Acoger al forastero no es un acto opcional de bondad, sino una respuesta de fe viva que reconoce la dignidad divina en cada persona, en este pasaje nos confronta con una pregunta esencial: ¿vemos en los rostros marginados y en los migrantes de hoy el rostro de Cristo? Amar y acoger, entonces, no es solo cumplir un deber moral, sino abrir el corazón a la presencia de Dios que se manifiesta en la fragilidad humana, convirtiendo la hospitalidad en una forma sagrada de adoración y recordad que cada persona que cruza una frontera, que abandona su hogar por necesidad o por miedo, está el rostro mismo de Cristo. Sin embargo, la realidad actual nos muestra un rostro contrario al Evangelio, debido a que las fronteras se vuelven muros de exclusión; las leyes migratorias, instrumentos de miedo más que de justicia.

Muchos gobiernos tratan al migrante como amenaza, no como hermano. Familias son separadas, niños son detenidos, y personas mueren en desiertos o en el mar buscando un futuro que la indiferencia humana les niega. Esta reflexión nos coloca ante una verdad profundamente evangélica: las leyes humanas, necesarias para organizar la convivencia, suelen trazar fronteras, exigir documentos y clasificar a las personas según su origen o estatus; sin embargo, la ley del Reino de Dios trasciende esas divisiones. En el Reino que anuncia Jesús no existen extranjeros ni nacionales, legales ni ilegales, solo hijos e hijas amados del mismo Padre. El modo de actuar lo demuestra con claridad Jesús nunca pidió papeles para sanar, alimentar o abrazar, no preguntó de dónde venía el leproso antes de tocarlo, ni exigió ciudadanía a la samaritana antes de ofrecerle agua viva, su única condición fue un corazón abierto, una fe sincera, una disposición a amar y ser amado.

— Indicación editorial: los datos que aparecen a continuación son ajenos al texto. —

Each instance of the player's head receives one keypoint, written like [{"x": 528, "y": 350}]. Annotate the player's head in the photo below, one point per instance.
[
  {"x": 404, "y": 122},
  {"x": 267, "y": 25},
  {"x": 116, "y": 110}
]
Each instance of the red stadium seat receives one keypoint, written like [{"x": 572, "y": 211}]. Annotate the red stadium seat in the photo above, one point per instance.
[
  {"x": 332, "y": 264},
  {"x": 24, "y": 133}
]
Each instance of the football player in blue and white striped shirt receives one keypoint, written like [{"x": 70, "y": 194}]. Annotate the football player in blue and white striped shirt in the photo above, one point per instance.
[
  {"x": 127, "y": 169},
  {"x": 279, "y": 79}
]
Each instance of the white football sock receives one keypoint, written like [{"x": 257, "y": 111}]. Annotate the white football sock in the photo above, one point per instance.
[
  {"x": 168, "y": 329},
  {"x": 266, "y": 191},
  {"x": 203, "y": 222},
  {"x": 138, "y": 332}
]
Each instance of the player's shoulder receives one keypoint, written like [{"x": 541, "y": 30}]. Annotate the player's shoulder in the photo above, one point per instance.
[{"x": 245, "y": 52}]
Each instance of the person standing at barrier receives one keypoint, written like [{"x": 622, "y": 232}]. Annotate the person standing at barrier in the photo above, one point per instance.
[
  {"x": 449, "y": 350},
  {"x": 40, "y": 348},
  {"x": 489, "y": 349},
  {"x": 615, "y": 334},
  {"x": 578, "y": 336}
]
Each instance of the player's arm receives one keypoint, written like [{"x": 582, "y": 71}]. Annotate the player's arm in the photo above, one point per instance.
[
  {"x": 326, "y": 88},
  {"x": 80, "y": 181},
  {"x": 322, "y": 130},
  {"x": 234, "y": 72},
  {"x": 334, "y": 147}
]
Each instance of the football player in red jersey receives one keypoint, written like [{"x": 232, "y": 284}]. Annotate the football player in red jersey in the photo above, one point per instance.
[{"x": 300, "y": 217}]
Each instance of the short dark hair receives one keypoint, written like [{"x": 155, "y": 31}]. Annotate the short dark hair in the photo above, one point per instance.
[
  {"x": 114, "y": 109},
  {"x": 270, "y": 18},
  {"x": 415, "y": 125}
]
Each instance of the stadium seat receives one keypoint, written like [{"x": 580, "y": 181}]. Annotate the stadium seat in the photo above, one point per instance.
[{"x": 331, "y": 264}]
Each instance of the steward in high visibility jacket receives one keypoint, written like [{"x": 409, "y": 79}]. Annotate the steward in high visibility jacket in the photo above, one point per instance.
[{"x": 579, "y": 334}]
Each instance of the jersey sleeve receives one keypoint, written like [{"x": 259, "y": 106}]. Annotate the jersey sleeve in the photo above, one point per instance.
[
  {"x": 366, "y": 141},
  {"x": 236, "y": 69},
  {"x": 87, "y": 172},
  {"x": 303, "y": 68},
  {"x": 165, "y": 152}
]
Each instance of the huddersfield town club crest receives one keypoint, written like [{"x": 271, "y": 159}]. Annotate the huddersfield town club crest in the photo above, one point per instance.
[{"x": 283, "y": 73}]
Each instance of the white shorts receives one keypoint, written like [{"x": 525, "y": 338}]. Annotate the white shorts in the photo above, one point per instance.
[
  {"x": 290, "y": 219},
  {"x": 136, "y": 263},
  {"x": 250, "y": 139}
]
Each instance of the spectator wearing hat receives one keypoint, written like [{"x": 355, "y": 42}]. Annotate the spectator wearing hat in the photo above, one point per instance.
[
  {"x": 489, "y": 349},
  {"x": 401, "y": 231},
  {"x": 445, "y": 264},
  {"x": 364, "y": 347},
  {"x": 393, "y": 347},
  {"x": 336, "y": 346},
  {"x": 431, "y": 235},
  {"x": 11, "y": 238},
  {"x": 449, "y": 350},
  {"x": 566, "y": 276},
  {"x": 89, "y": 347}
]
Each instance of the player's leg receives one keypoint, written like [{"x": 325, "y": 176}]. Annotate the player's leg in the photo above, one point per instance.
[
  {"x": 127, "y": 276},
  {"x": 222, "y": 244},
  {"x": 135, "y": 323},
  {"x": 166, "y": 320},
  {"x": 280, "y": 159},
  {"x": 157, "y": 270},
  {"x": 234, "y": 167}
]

En este contraste se revela el desafío para quienes seguimos a Cristo: vivir en el mundo sin dejar que las fronteras del mundo limiten nuestra misericordia, la ley del Reino no ignora la justicia, pero la eleva al nivel del amor, reconociendo en cada persona una historia sagrada. Donde las leyes humanas excluyen, el Evangelio invita a incluir; donde el sistema levanta muros, el Reino edifica mesas compartidas, nunca hay que olvidar que Jesús nos enseña que el verdadero criterio de pertenencia no se mide por documentos, sino por la capacidad de amar como Él amó sin condiciones, sin prejuicios y sin miedo. El Papa Francisco lo ha dicho con fuerza: “No se trata solo de migrantes, se trata de nuestra humanidad”. Acoger al migrante es rescatar nuestra capacidad de amar sin fronteras, de construir una sociedad más humana y  más fiel al Evangelio.